Kids talk about sex.
So, we do, too…much earlier than I thought we would. But I think it’s important to set up God’s standard of purity before they start believing the world’s.
We’ve talked about things that make us blush and giggle and hurry and change the subject. We’ve corrected rumors and dispelled untruths, but most of all, we try and teach the importance of purity.
My husband and I grew up in an era of purity commitments and to put it bluntly: a church environment of shame-based sex education. Your commitment was all fine and good until you broke it and then there was no going back. You were ruined.
This kind of pressure to be pure doesn’t really work because it’s in and of itself, not pure. While my husband and I married as virgins, we did so because we chose to be pure in our hearts first. It took some time for us to untangle the guilt and shame wrapped up in our view of sex.

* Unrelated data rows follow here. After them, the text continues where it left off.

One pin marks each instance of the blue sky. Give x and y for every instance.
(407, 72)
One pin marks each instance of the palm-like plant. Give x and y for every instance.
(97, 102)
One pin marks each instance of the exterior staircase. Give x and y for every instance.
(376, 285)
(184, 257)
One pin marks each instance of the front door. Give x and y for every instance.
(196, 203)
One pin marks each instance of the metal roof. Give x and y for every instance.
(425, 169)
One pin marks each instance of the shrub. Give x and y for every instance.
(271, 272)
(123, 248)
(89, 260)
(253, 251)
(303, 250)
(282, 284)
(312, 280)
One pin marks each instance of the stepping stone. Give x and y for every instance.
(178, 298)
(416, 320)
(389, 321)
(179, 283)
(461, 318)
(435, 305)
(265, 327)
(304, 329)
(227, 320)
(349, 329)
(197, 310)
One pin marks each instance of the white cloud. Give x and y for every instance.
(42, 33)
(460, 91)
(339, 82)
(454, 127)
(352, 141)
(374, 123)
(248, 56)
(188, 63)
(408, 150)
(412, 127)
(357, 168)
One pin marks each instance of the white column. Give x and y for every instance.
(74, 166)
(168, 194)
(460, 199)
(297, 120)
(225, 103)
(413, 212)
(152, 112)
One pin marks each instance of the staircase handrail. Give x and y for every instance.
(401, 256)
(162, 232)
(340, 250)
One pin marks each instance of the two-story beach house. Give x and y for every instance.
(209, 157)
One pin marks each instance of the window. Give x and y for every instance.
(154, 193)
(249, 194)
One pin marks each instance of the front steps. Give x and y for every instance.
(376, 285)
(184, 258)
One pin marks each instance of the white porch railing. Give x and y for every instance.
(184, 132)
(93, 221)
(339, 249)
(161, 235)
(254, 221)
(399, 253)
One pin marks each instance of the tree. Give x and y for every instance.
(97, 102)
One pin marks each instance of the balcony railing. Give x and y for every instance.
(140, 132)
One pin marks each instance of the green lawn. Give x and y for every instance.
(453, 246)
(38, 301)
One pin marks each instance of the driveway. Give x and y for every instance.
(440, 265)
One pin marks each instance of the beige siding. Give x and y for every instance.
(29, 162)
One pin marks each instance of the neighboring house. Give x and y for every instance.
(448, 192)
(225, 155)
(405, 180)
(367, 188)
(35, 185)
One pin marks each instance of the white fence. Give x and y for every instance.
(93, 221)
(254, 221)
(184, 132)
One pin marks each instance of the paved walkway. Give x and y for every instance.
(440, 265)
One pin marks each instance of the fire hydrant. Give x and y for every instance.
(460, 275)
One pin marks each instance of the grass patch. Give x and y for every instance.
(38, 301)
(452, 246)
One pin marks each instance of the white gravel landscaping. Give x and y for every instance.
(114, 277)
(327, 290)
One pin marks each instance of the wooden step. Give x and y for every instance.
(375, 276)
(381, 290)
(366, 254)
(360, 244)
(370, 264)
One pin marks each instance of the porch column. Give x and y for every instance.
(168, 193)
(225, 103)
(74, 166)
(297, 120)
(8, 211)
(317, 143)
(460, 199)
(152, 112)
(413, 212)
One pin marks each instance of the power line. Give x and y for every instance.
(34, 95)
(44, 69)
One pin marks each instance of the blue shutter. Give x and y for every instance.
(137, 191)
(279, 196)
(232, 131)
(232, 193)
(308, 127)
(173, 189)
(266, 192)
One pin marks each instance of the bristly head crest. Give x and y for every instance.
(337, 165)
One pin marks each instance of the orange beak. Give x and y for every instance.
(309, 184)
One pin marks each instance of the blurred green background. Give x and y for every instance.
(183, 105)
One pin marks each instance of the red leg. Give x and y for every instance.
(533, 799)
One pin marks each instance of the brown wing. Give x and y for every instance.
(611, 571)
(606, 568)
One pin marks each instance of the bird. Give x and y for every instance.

We lived in the time of “don’t confess you’re struggling with impure thoughts because you’ll be condemned and certainly don’t admit to giving into them or you’ll be damned.” We want to teach our children that they will in fact probably struggle with impure thoughts and possibly act on them at some point because they are human. And while this isn’t ideal or what we want for them, it doesn’t void or negate their purity commitment. It just gives them reason to talk to God about their hearts and ask for his help again.
I desperately want my kids to know this about sex:
1. They can talk to Mom and Dad about anything. I don’t want to hush them or tell them it’s inappropriate. The older they get, the less they talk, so I want to keep the lines open. I want to keep my kids talking, even if the first ten minutes aren’t important. If they hear a word they have a question about or someone sexts them a picture once they have phones (it happens to even good kids) or applies pressure in the cyber world or whatever…I want to be the one (or their Dad) they come to, not peers.
2. There is grace in this life. We all struggle. We all need to forgive and be forgiven. I want my children to know that if or when they make a mistake, their life isn’t over. They aren’t ruined for life. There are consequences for actions, especially sexual promiscuity. But God often uses our mess-ups to draw us closer to Him. My life is full of broken pieces he’s mended. And I’m stronger because of them. The last thing I want my teenager to believe about themselves is that they are damaged goods. God is about redemption and I want my children to know we serve a God who can redeem anything. Romans 8:1 “There is therefore now no condemnation in Christ Jesus.”
3. God’s way protects and provides for you. I want my kids to know we don’t just make up rules because we’re mean. We are teaching our kids that if we follow God’s standard of holiness, it protects them physically, spiritually and emotionally. It also provides for them in the future without all the cumbersome baggage and guilt that comes from doing too much too soon.
We are still figuring out what to teach our kids. With heavy media influence and availability (and the apps!), the dangers change nearly daily. But instead of creating a giant list of Do’s and Do not’s, we’re focusing on the heart.
It’s really where purity begins and ends.